ACTION: Notification of public hearing; request for comments.
-----------------------------------------------------------------------
SUMMARY: The Food and Drug Administration (FDA, Agency, we) is holding
a public hearing on September 17, 2019, entitled ``Standards for Future
Opioid Analgesic Approvals and Incentives for New Therapeutics to Treat
Pain and Addiction.'' The Agency today is issuing a draft guidance on
the application of FDA's existing benefit-risk assessment framework to
applications for approval of opioid analgesic drugs. This public
hearing is intended to receive stakeholder input on the approval
process for new opioids and how FDA might best consider the existing
armamentarium of therapies, among other factors, in reviewing
applications for new opioids to treat pain. FDA also seeks input on
potential new preapproval incentives aimed at fostering the development
of new therapeutics to treat pain, as well as new treatments for
addiction.
DATES: The public hearing will be held on September 17, 2019, from 9
a.m. to 5 p.m. The public hearing may be extended or may end early
depending on the level of public participation. Persons can attend the
event in person or via webcast. In-person attendees can also request to
give a formal presentation or to speak during the open public comment
portion of the hearing. Section II provides attendance and registration
information. Electronic or written comments will be accepted after the
public hearing until November 18, 2019.
ADDRESSES: The public hearing will be held at the FDA White Oak Campus,
10903 New Hampshire Ave., Building 31 Conference Center, the Great Room
(Rm. 1503 B/C), Silver Spring, MD 20993-0002. Entrance for public
hearing participants (non-FDA employees) is through Building 1, where
routine security check procedures will be performed. For parking and
security information, please refer to https://www.fda.gov/AboutFDA/WorkingatFDA/BuildingsandFacilities/WhiteOakCampusInformation/ucm241740.htm.

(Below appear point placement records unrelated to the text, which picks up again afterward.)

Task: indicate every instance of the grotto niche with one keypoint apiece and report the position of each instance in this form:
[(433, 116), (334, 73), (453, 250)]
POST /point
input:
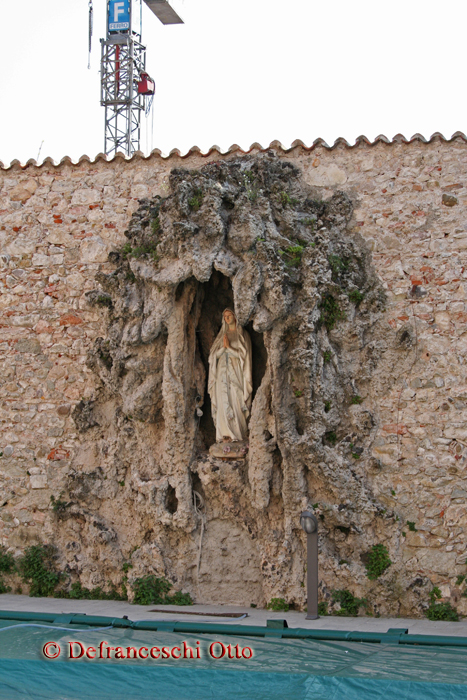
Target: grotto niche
[(246, 234)]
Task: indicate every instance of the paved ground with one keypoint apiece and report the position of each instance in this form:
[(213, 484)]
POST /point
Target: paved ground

You may submit comments as follows. Please note that late, untimely
filed comments will not be considered. Electronic comments must be
submitted on or before November 18, 2019. The https://www.regulations.gov electronic filing system will accept comments until
11:59 p.m. Eastern Time at the end of November 18, 2019. Comments
received by mail/hand delivery/courier (for written/paper submissions)
will be considered timely if they are postmarked or the delivery
service acceptance receipt is on or before that date. You may submit
comments as follows:
Electronic Submissions
Submit electronic comments in the following way:
Federal eRulemaking Portal: https://www.regulations.gov.
Follow the instructions for submitting comments. Comments submitted
electronically, including attachments, to https://www.regulations.gov
will be posted to the docket unchanged. Because your comment will be
made public, you are solely responsible for ensuring that your comment
does not include any confidential information that you or a third party
may not wish to be posted, such as medical information, your or anyone
else's Social Security number, or confidential business information,
such as a manufacturing process. Please note that if you include your
name, contact information, or other information that identifies you in
the body of your comments, that information will be posted on https://www.regulations.gov.
If you want to submit a comment with confidential
information that you do not wish to be made available to the public,
submit the comment as a written/paper submission and in the manner
detailed (see ``Written/Paper Submissions'' and ``Instructions'').
Written/Paper Submissions
Submit written/paper submissions as follows:
Mail/Hand delivery/Courier (for written/paper
submissions): Dockets Management Staff (HFA-305), Food and Drug
Administration, 5630 Fishers Lane, Rm. 1061, Rockville, MD 20852.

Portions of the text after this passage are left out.